Cellular and Genetic Analysis of Wound Healing in Drosophila Larvae

To establish a genetic system to study postembryonic wound healing, we characterized epidermal wound healing in Drosophila larvae. Following puncture wounding, larvae begin to bleed but within an hour a plug forms in the wound gap. Over the next couple of hours the outer part of the plug melanizes to form a scab, and epidermal cells surrounding the plug orient toward it and then fuse to form a syncytium. Subsequently, more-peripheral cells orient toward and fuse with the central syncytium. During this time, the Jun N-terminal kinase (JNK) pathway is activated in a gradient emanating out from the wound, and the epidermal cells spread along or through the wound plug to reestablish a continuous epithelium and its basal lamina and apical cuticle lining.

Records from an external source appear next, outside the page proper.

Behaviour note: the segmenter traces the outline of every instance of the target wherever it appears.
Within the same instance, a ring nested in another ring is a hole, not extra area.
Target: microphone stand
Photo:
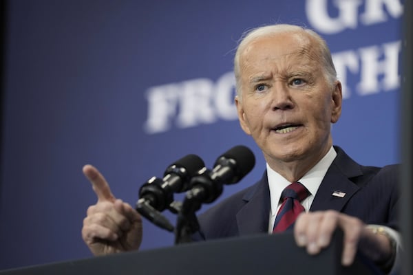
[[[195,212],[201,207],[201,201],[193,195],[194,192],[188,191],[178,213],[175,228],[175,244],[192,242],[191,236],[200,229]]]

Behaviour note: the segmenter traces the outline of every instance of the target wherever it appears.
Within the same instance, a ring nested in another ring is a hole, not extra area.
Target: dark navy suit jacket
[[[399,230],[399,166],[361,166],[338,146],[336,158],[318,189],[310,211],[335,210],[367,224]],[[344,197],[332,196],[335,190]],[[267,233],[270,192],[266,171],[255,184],[232,195],[200,215],[195,240]]]

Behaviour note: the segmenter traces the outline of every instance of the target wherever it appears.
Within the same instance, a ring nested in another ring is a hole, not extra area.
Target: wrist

Inactivation of the JNK pathway inhibits epidermal spreading and reepithelialization but does not affect scab formation or other wound healing responses. Conversely, mutations that block scab formation, and a scabless wounding procedure, provide evidence that the scab stabilizes the wound site but is not required to initiate other wound responses. However, in the absence of a scab, the JNK pathway is hyperinduced, reepithelialization initiates but is not always completed, and a chronic wound ensues. The results demonstrate that the cellular responses of wound healing are under separate genetic control, and that the responses are coordinated by multiple signals emanating from the wound site, including a negative feedback signal between scab formation and the JNK pathway. Cell biological and molecular parallels to vertebrate wound healing lead us to speculate that wound healing is an ancient response that has diversified during evolution.